“There are two Diwys in my life,” said Barry Colvin with a wry grin, “but only one of them is temperamental.”
He didn’t volunteer any further information, and since I had just flown his Piper PA-32-300 Cherokee Six G-DIWY (named after his Dutch wife) without encountering any problems, I didn’t inquire further into the subject!
The Cherokee Six story really begins in 1957, when Piper hired leading designer John Thorp (of Sky Scooter and T-11 fame) to conduct a preliminary design study for an all-metal airplane to replace the Tri-Pacer.
At that time Piper was committed—philosophically, at least—to metal monocoque airframes, and was already building the Apache and about to introduce the Comanche.
Fred Weick, the Ercoupe designer who had joined Piper that spring, assigned engineer Karl Bergey to the project, and with input from Howard “Pug” Piper they turned Thorp’s design study into the PA-28 Cherokee, a slab-winged fixed-gear four-seat single with (on its original 160 hp engine) no more than adequate performance at maximum weights. The Cherokee was, however, unarguably the most successful postwar aircraft Piper ever built, with almost 30,000 of its many variants being produced.
Latter among these was the PA-28-235, basically a PA-28-180 with longer wings, bigger fuel tanks and a 235 hp Lycoming O-540 inside more streamlined engine cowlings. The MTOW was upped to 2,900 pounds, later increased to 3,000 pounds on the final PA-28-235 versions, but it was still a four-seater, and the market was demanding something bigger.

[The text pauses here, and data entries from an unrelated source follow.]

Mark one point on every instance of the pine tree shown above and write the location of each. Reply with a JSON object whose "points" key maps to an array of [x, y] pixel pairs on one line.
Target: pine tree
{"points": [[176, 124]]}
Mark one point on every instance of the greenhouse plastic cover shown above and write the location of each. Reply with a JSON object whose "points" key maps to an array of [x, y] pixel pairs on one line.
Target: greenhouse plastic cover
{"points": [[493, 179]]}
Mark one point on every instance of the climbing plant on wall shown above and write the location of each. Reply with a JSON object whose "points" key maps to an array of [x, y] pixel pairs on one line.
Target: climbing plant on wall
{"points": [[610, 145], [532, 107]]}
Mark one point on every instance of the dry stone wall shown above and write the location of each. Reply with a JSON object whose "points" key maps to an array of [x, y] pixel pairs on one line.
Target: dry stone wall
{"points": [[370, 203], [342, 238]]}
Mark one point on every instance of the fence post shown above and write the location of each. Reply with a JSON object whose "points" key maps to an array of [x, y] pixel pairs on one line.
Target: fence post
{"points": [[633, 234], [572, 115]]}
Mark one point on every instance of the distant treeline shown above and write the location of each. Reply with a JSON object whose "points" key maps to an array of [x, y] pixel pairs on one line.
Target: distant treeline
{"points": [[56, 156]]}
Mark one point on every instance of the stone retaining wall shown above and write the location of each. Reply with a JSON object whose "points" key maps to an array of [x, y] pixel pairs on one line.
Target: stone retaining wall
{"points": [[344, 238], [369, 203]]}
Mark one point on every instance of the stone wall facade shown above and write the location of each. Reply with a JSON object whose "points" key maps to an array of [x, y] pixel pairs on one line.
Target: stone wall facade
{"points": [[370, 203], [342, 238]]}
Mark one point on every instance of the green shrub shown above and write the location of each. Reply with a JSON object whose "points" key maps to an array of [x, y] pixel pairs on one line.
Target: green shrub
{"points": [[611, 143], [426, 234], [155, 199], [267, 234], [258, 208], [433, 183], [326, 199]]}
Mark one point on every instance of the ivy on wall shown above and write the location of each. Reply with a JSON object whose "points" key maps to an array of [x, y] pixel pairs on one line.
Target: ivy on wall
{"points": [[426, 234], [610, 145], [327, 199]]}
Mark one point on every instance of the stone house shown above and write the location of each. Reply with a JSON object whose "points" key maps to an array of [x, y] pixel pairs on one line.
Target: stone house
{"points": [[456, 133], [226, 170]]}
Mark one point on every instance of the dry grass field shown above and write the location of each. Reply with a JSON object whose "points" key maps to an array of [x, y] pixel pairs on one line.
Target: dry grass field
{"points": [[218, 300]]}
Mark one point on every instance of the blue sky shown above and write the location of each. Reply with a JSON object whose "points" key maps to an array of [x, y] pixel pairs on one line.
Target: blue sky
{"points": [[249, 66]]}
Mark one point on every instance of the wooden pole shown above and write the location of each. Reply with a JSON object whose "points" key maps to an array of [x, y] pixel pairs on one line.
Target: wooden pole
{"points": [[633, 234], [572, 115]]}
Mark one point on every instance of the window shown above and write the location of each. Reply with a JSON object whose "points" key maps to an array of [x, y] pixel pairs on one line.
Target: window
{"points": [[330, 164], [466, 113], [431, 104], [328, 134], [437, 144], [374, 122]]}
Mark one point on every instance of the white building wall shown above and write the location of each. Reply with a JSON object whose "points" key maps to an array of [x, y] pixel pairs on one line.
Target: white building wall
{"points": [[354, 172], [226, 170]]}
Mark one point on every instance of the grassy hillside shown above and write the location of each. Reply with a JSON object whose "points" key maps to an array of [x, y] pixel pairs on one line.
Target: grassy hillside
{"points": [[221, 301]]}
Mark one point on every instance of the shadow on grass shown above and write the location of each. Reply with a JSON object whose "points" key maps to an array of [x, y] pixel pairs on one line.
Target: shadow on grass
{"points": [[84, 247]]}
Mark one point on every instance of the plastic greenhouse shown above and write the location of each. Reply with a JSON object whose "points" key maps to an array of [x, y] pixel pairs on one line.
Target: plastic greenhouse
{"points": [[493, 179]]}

So the PA-28-235’s fuselage was stretched by means of two “plugs,” one 30 inches long in the cabin area to accommodate three pairs of seats. A further 18-inch section was inserted between cockpit and firewall and provides an eight cubic foot baggage compartment capable of swallowing 100 pounds of baggage or freight, with a second, larger baggage area (also capable of carrying 100 pounds) behind the rear seats.
The prototype retained the PA-28-235’s cabin cross-section, but all production versions were to have a cabin widened by seven inches; the PA-28-235’s wings and stabilator were retained unaltered.
Certification and design changes
Now a full six-seater, the prototype PA-32 N9999W first flew in 1963 with a normally-aspirated 250 hp version of the ubiquitous Lycoming O-540. It received type certification in November 1965 and immediately entered production, fitted with an uprated 260 hp “E” version of the same engine. With an original 3,200 pounds, the Cherokee Six and Cessna’s Model 206 competed head-to-head as the only six-seat fixed-gear singles on the market.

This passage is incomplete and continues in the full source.